🤖 AI Summary
This work addresses the limitation of current autonomous driving systems, which struggle to leverage the vast amounts of unstructured dashcam video due to a lack of large-scale, structured multimodal sensor data. The authors propose a generative modeling paradigm that, for the first time, converts monocular dashcam footage into high-fidelity multimodal autonomous vehicle logs—comprising multi-view images and LiDAR point clouds—without requiring paired training data. Their approach integrates 4D Gaussian splatting for novel view synthesis and pseudo-paired data construction, coupled with diffusion models to enable high-quality cross-modal generation. The resulting synthetic data demonstrates exceptional fidelity and realism, effectively transforming long-tail driving scenarios from internet-sourced videos into standardized multimodal formats suitable for training and validation.
📝 Abstract
Robust training and validation of Autonomous Driving Systems (ADS) require massive, diverse datasets. Proprietary data collected by Autonomous Vehicle (AV) fleets, while high-fidelity, are limited in scale, diversity of sensor configurations, as well as geographic and long-tail-behavioral coverage. In contrast, in-the-wild data from sources like dashcams offers immense scale and diversity, capturing critical long-tail scenarios and novel environments. However, this unstructured, in-the-wild video data is incompatible with ADS expecting structured, multi-modal sensor inputs for validation and training. To bridge this data gap, we propose Sensor2Sensor, a novel generative modeling paradigm that translates in-the-wild monocular dashcam videos into a high-fidelity, multi-modal sensor suite (AV logs) comprising multi-view camera images and LiDAR point clouds.
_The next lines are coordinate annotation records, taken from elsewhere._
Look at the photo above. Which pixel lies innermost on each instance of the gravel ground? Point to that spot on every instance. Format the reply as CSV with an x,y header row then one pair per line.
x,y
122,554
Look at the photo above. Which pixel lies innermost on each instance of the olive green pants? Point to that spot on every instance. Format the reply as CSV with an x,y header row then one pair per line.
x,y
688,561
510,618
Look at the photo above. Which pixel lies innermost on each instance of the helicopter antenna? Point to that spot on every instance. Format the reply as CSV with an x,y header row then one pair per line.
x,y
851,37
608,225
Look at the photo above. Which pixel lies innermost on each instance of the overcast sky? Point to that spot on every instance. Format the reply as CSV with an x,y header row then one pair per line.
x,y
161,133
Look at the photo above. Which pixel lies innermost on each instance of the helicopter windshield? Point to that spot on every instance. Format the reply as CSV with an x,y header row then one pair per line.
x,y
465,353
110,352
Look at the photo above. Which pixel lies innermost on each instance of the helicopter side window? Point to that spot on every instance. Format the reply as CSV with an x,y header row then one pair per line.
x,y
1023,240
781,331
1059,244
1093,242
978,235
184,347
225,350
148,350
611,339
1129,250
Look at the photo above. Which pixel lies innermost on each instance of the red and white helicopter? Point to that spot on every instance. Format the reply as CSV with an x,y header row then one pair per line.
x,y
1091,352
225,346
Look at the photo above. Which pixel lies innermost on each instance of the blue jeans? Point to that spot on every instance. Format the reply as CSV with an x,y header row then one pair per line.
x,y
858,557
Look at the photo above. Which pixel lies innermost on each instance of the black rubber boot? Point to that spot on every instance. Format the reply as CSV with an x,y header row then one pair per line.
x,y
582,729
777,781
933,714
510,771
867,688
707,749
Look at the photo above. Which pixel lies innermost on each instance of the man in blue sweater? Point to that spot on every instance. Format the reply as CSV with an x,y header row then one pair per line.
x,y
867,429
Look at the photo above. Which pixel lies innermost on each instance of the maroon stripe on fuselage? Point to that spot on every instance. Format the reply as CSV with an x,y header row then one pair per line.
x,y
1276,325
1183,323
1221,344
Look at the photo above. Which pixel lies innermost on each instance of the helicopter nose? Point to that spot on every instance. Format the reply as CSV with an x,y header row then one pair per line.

A core challenge is the lack of paired training data. We address this by converting real AV logs into dashcam-style videos via 4D Gaussian Splatting (4DGS) reconstruction and novel-view rendering. Sensor2Sensor then utilizes a diffusion architecture to perform the generative conversion. We perform comprehensive quantitative evaluations on the fidelity and realism of the generated sensor data. We demonstrate Sensor2Sensor's practical utility by converting challenging in-the-wild internet and dashcam footage into realistic, multi-modal data formats, further unlocking vast external data sources for AV development.